I realized how tired I was of being so mean to myself. I also realized that giving judges (who I would never actually meet) permission to rank my worth would never bring me the satisfaction my heart desired. I desired to be loved by myself, and a panel of judges would never be able to bring that feeling to me. Only I could do that.

The moment I set out to regain my period, eat more food, sleep harder, balance my hormones, enjoy social events, and take care of myself, the course of my entire life changed.

Hitting rock bottom and giving up “fitness” saved my life. No amount of chicken, dumbbells, or body fat percentage drops could ever bring me the happiness that I now feel in my body since learning how to accept and even appreciate my imperfections.

Hitting “body image rock bottom” saved her self image.

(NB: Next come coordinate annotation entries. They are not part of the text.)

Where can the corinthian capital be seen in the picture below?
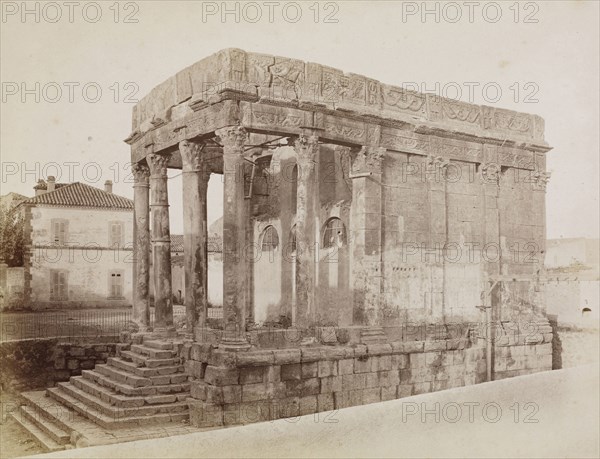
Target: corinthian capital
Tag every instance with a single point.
(191, 155)
(140, 172)
(306, 148)
(157, 164)
(541, 179)
(232, 136)
(369, 159)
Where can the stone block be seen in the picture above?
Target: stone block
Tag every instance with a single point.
(77, 351)
(205, 415)
(220, 376)
(327, 368)
(303, 387)
(308, 405)
(60, 363)
(408, 347)
(381, 363)
(346, 366)
(291, 372)
(331, 384)
(372, 380)
(310, 370)
(388, 393)
(87, 364)
(232, 394)
(251, 412)
(439, 385)
(379, 349)
(356, 397)
(273, 373)
(341, 400)
(421, 388)
(311, 354)
(325, 402)
(360, 350)
(372, 395)
(287, 356)
(252, 375)
(354, 382)
(195, 368)
(255, 358)
(439, 345)
(337, 352)
(288, 407)
(198, 390)
(362, 364)
(399, 361)
(405, 376)
(214, 395)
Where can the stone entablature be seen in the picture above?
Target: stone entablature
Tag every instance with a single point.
(285, 93)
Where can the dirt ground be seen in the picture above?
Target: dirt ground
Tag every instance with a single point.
(14, 441)
(580, 347)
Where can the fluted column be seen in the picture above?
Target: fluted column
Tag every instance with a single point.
(366, 240)
(195, 181)
(161, 242)
(307, 150)
(235, 219)
(141, 244)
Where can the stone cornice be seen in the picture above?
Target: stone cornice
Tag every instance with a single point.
(235, 75)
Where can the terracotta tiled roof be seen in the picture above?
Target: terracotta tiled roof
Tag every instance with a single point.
(81, 195)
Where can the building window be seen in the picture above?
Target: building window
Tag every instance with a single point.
(270, 239)
(334, 234)
(58, 285)
(59, 231)
(116, 234)
(115, 284)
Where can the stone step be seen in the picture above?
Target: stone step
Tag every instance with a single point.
(61, 416)
(162, 404)
(144, 361)
(108, 422)
(143, 371)
(139, 381)
(153, 353)
(158, 344)
(121, 401)
(45, 440)
(126, 389)
(106, 394)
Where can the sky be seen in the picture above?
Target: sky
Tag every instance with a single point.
(71, 74)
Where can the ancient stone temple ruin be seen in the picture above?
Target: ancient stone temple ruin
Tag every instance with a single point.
(400, 236)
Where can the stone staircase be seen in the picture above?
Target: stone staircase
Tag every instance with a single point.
(139, 394)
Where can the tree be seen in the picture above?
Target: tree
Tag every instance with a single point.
(12, 236)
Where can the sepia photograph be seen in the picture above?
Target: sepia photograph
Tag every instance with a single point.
(300, 229)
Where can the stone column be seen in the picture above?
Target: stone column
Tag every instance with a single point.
(141, 245)
(161, 243)
(307, 152)
(366, 216)
(235, 220)
(195, 181)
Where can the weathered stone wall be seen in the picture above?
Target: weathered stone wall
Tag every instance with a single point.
(39, 363)
(264, 385)
(87, 257)
(70, 359)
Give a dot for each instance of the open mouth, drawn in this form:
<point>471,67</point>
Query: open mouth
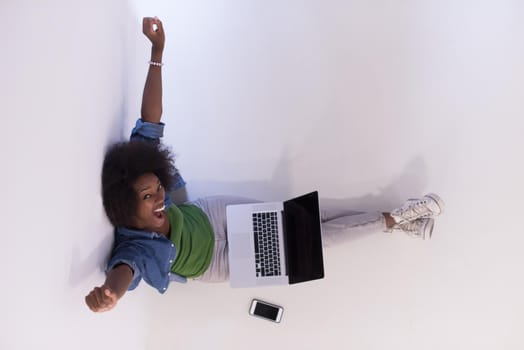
<point>159,212</point>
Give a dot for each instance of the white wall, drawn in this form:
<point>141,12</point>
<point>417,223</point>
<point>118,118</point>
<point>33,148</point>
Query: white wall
<point>368,102</point>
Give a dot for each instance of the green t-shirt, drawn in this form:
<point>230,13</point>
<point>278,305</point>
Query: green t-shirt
<point>193,236</point>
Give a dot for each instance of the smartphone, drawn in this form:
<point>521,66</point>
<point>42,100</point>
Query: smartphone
<point>266,310</point>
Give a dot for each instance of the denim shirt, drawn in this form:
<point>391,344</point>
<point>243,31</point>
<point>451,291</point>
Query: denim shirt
<point>149,254</point>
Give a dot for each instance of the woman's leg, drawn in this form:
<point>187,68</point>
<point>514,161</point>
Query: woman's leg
<point>339,226</point>
<point>215,208</point>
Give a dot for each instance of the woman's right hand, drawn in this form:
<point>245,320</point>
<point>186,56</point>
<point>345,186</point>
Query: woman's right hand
<point>156,35</point>
<point>101,299</point>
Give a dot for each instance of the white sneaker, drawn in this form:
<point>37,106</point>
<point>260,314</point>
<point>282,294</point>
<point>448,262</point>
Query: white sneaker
<point>420,228</point>
<point>428,206</point>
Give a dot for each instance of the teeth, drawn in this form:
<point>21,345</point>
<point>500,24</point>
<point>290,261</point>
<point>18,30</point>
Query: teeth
<point>159,210</point>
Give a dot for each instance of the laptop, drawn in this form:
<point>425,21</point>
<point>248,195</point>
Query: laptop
<point>275,243</point>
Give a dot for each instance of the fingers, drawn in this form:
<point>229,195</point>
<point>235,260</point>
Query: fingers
<point>152,25</point>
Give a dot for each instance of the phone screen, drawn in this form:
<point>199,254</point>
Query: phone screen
<point>266,311</point>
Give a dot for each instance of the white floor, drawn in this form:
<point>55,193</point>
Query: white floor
<point>368,102</point>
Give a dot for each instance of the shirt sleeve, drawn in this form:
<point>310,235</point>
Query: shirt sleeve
<point>152,132</point>
<point>122,258</point>
<point>147,131</point>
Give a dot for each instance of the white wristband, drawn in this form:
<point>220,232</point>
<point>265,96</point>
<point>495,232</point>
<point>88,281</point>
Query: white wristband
<point>157,64</point>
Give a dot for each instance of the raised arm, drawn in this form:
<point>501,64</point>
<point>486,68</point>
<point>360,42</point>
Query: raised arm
<point>152,96</point>
<point>105,297</point>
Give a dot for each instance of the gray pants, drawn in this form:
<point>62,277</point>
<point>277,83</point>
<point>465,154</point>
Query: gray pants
<point>338,226</point>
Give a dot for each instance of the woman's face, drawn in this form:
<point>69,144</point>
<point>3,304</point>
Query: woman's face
<point>150,215</point>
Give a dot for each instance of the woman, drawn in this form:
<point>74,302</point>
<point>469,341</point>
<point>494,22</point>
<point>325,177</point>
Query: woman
<point>160,242</point>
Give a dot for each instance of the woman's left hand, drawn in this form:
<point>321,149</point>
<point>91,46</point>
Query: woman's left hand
<point>154,31</point>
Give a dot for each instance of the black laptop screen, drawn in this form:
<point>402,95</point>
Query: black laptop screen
<point>303,239</point>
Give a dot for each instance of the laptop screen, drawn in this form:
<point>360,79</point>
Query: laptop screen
<point>303,239</point>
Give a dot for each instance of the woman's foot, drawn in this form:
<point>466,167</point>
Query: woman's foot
<point>428,206</point>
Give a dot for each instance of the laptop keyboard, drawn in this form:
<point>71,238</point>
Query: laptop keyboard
<point>267,251</point>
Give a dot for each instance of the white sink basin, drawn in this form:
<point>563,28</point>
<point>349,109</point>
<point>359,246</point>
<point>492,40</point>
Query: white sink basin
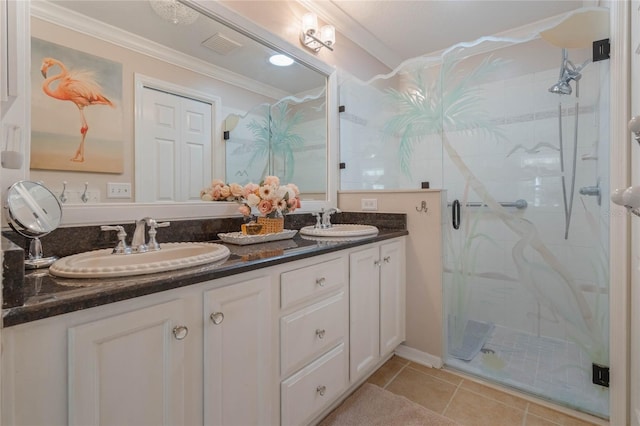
<point>103,264</point>
<point>341,230</point>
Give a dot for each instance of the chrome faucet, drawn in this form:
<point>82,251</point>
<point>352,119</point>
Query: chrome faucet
<point>326,217</point>
<point>138,242</point>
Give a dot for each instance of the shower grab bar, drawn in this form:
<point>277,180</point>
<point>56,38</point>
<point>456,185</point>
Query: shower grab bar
<point>519,204</point>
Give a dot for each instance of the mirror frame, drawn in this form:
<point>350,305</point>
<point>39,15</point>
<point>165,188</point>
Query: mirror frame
<point>92,214</point>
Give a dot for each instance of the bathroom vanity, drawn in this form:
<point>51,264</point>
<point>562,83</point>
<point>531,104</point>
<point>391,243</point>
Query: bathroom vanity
<point>279,333</point>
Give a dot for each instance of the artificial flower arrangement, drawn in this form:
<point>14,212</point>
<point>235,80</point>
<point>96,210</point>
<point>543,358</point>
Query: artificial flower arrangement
<point>269,198</point>
<point>220,191</point>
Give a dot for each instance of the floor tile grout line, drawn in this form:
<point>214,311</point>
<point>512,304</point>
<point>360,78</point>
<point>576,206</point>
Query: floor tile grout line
<point>526,414</point>
<point>455,392</point>
<point>394,376</point>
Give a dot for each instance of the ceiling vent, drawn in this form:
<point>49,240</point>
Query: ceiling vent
<point>221,44</point>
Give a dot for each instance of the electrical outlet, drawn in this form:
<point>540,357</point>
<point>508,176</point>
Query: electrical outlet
<point>369,204</point>
<point>118,190</point>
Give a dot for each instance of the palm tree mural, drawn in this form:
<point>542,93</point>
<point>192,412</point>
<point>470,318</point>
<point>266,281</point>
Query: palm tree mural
<point>275,135</point>
<point>452,102</point>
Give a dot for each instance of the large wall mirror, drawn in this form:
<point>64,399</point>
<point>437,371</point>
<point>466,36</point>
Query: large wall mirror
<point>192,101</point>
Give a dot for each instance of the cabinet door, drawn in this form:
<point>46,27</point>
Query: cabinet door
<point>129,368</point>
<point>364,300</point>
<point>392,296</point>
<point>238,354</point>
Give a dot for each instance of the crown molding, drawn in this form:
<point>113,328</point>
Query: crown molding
<point>66,18</point>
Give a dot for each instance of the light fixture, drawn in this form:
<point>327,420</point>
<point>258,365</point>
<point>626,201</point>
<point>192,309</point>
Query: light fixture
<point>313,38</point>
<point>280,60</point>
<point>174,11</point>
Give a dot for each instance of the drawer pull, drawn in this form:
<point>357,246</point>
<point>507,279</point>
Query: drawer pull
<point>180,332</point>
<point>217,317</point>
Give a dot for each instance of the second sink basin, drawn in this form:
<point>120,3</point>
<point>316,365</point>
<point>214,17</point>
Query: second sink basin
<point>340,230</point>
<point>104,264</point>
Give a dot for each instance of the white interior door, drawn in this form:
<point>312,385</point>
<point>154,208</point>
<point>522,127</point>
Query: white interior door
<point>174,147</point>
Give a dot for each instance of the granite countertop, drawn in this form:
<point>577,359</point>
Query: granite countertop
<point>46,296</point>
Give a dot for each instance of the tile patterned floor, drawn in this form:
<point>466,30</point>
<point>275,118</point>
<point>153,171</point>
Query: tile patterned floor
<point>468,402</point>
<point>552,368</point>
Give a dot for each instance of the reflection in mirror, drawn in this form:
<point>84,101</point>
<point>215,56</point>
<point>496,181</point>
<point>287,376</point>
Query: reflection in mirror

Have you ever felt this way? #bodyimage

After that competition, I ended up changing my environment drastically. I quit my gym membership and joined group classes that promoted less focus on individual aesthetics and more on having fun.

I began to eat intuitively and mindfully as I backed out of the dieting scene.

None of the changes I made were easy by any means, and collectively, reclaiming my health took a full year. Patience and compassion for my journey was key for ending the shame and guilt that kept creeping up, trying to manipulate me back into my old ways.

Through the entire process, I learned one huge lesson. Fitness does not mean leanness. Fitness is living a lifestyle that makes you feel your absolute best.

No judge in the world can ever take that feeling away from you.